First, Matlab can represent matrices in both dense and sparse formats. The dense format is the first you would think of: it stores everything. The sparse format just stores the non-zeros. To an example of the difference in space required, try this:
>> a = eye(1000);
>> as = sparse(a); % this creates a sparse version
>> whos
Name Size Bytes Class Attributes
a 1000x1000 8000000 double
as 1000x1000 24008 double sparse
You can extract a list of the non-zero entries of a sparse (or dense) matrix by using the find command:
>> a = diag([1 1 1],1); a(1,4) = 1; a(4,4) = 0; a = a + a'
a =
0 1 0 1
1 0 1 0
0 1 0 1
1 0 1 0
>> [ai,aj,av] = find(a); [ai,aj,av]
ans =
2 1 1
4 1 1
1 2 1
3 2 1
2 3 1
4 3 1
1 4 1
3 4 1
The row "4 1 1" in this output corresponds to ai(2)=4, aj(2) = 1, av(2) =1.
It means that the entry in the 4th row and 1st column is a 1.
To learn more about the find command, just type "help find" or "doc find" in Matlab.
To just get the entries in the upper-triangular part of a, you would type
>> [ai,aj,av] = find(triu(a)); [ai,aj,av]
ans =
1 2 1
2 3 1
1 4 1
3 4 1
You can also assemble a sparse matrix from lists like this by using the sparse command:
>> b = sparse(ai,aj,av)
b =
(1,2) 1
(2,3) 1
(1,4) 1
(3,4) 1
>> full(b) % so you can see what you are getting
ans =
0 1 0 1
0 0 1 0
0 0 0 1
If you want to control the size of the matrix that sparse produces, you do it like this:
>> b = sparse(ai,aj,av,4,4); full(b)
ans =
0 1 0 1
0 0 1 0
0 0 0 1
0 0 0 0
Using sparse to create a matrix is much more efficient than filling in the entries one-by-one.

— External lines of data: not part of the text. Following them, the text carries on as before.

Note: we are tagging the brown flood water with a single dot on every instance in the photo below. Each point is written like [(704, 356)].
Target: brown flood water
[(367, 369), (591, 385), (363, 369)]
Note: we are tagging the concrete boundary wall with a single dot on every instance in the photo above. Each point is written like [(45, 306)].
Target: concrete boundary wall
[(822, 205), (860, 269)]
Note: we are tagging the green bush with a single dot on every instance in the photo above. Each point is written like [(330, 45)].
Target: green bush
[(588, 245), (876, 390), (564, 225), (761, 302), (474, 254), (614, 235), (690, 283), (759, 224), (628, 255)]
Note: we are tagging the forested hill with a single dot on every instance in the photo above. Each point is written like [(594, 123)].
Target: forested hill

I'll time both ways of doing this using tic and toc, while creating a random choose-1 graph. First, the fast way:
>> n = 10000;
>> a = sparse(n,n)
a =
All zero sparse: 10000-by-10000
>> ai = 1:n; aj = randperm(n);
>> tic; a = sparse(ai,aj,1,n,n); a = a + a'; toc
Elapsed time is 0.004473 seconds.
And, the slow way.
>> a = sparse(n,n)
a =
All zero sparse: 10000-by-10000
>> tic; for i = 1:n, a(i,aj(i)) = 1; a(aj(i),i) = 1; end; toc
Elapsed time is 0.289366 seconds.
If you ever want to figure out which parts of you code are taking the longest to run, the easiest way is to use the matlab profiler.